Moore dislikes Stuart, who served as a major general and cavalry commander of the Confederate States of America and was known as the Southern force’s “eyes and ears” for his reconnaissance skills. He volunteered to serve the Confederacy at the start of the war, declaring his allegiance to the South. He was hailed for his charisma and energy by his fellow soldiers and oversaw major victories for the Confederacy.

The name change request comes on the heels of several Confederate-related developments in pop culture after June’s race-based murder of nine parishioners at Emanuel African Methodist Episcopal Church in Charleston, S.C.:

  • New York Post film critic Lou Lumenick suggested the classic movie “Gone with the Wind” should be pulled from public consideration due to its embrace of the old South.
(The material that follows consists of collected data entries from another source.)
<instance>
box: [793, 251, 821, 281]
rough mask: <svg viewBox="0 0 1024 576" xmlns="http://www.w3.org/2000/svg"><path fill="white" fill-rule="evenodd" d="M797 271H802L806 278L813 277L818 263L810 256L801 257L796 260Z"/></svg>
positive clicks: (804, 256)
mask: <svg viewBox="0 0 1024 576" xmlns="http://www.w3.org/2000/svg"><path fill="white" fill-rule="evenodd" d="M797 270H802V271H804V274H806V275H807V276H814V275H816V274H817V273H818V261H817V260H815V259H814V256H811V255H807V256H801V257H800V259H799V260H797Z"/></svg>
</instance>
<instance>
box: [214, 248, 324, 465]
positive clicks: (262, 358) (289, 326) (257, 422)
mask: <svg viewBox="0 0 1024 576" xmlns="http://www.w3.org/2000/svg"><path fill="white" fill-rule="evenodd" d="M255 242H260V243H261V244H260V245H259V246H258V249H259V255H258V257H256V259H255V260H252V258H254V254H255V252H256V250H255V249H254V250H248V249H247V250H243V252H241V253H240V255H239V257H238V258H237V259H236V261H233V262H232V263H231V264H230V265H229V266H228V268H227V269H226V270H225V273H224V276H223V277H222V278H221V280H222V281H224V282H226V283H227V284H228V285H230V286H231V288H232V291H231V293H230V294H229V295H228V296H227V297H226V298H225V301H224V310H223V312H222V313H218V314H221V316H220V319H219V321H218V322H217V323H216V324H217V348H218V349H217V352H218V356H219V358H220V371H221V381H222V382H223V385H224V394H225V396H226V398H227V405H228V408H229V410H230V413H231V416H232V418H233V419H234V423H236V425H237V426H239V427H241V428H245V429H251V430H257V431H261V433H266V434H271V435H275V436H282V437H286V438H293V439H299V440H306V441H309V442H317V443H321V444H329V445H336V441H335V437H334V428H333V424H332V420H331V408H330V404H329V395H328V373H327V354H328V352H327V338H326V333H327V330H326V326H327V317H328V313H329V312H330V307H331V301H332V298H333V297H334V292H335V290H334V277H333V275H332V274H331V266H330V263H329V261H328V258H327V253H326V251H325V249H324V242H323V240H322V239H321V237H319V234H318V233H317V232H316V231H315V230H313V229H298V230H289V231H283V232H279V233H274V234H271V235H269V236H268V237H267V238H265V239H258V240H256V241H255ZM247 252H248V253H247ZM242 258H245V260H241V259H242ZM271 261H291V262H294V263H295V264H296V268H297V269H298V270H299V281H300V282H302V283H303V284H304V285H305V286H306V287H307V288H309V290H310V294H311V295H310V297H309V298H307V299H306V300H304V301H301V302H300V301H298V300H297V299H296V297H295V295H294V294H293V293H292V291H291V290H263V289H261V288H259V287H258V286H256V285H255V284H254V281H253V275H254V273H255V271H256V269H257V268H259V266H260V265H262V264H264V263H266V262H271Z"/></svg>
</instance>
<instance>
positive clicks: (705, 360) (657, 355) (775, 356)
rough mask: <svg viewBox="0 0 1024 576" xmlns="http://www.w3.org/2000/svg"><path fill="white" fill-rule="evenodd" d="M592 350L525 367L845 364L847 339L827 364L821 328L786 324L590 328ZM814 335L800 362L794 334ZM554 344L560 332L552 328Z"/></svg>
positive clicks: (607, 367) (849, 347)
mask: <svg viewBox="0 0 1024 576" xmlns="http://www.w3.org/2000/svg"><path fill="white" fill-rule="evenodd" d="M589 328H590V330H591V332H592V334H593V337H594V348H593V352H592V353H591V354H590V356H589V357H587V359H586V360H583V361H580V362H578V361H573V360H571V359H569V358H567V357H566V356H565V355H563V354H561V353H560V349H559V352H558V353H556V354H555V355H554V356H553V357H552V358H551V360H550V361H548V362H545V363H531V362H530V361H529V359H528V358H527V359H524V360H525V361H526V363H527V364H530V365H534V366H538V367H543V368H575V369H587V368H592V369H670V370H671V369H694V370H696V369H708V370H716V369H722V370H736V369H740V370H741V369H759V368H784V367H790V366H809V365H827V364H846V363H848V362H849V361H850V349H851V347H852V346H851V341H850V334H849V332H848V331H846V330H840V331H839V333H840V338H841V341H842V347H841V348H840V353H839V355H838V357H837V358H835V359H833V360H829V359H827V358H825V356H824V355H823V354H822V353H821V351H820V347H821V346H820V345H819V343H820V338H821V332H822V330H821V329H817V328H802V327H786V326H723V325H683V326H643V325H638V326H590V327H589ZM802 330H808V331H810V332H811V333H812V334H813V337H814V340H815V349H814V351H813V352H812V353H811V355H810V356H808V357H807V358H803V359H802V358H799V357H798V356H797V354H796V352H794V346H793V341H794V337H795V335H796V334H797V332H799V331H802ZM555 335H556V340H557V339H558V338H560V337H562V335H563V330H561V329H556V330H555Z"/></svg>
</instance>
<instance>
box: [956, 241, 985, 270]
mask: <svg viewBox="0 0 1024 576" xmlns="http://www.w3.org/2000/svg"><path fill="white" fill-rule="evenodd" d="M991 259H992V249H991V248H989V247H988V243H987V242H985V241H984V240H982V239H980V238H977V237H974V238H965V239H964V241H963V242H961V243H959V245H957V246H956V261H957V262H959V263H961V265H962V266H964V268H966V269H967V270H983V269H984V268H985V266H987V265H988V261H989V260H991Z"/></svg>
  • “Dukes of Hazzard,” the beloved action series from the 1970s, was yanked from TV Land’s schedule earlier this year because the Duke boys’ ’69 Dodge Charger features the Confederate flag. No one complained about the show’s content or characters, though. Show alum Ben Jones, who played “Cooter” on the series, blasted the move. “Our beloved symbol is now being attacked in a wave of political correctness that is unprecedented in our nation of free speech and free expression,” Jones wrote at the time.
  • Amazon pulled nonfiction author Michael Dreese’s historical book “This Flag Never Goes Down” from its cyber listings a month after a racially motivated shooting in South Carolina. Dreese’s work involves the Civil War and the battle flags on each side of the conflict.